Friday, September 07, 2007

MITCHELL

I felt like I was contracting. You ever feel like that? You can see your world shrinking around you — you're taking up less space. You see fewer people. You know fewer people. You run into people you used to know, people you used to stay up into the small hours talking passionately with dramatic hand gestures and empty pint glasses on the bar in front of you. But somewhere along the line you made one decision that — I don't know — that took you a step away. Maybe you needed a break. Maybe the life you created — maybe you needed to rest.
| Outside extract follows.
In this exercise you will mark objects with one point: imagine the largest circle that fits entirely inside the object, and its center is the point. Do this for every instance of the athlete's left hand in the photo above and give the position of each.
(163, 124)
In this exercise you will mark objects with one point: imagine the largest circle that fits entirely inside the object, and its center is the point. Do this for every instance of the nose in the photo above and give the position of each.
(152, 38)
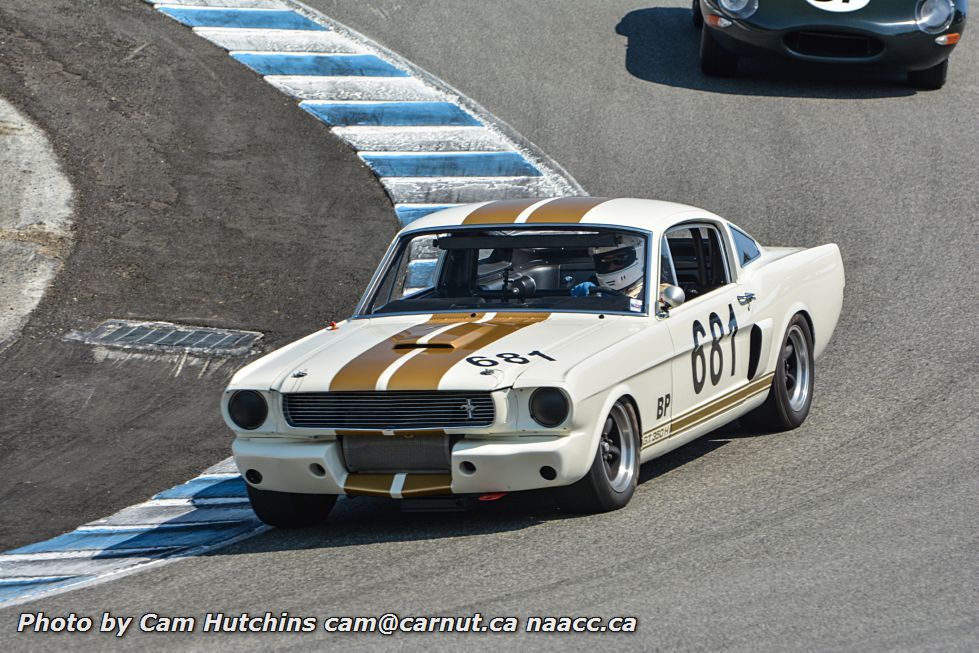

Maybe you got afraid. And then a couple years drag by and you're still — disengaged. A few people call. You still get invited to places, to see  things. They ask what you're doing. You have to find creative ways to say "nothing." But then — it's like a map of the city that's your world and all the people you know, all the places you go, are colored on top of this black street map. And, as goes on the color fades and you realize that nobody notices this but you. You always thought you were important to people; that if you were gone people would notice and that maybe things wouldn't be as good, somehow. But the world just keeps going on and you don't really matter. And then you don't really care that much. You convince yourself that the small life is one you can be happy living. Your — drive, passion, whatever — your energy to — do — anything is fading and dissipating. That's a good word for it: dissipating. It sounds like a hiss — like a slow leak. Then, one day, you realize how deflated you are. You realize the battles you've fought are all in your head and that there's no reason to go on with them. All the things that stop you from — all the things that make you small — maybe you could set them aside. Maybe. And then... what?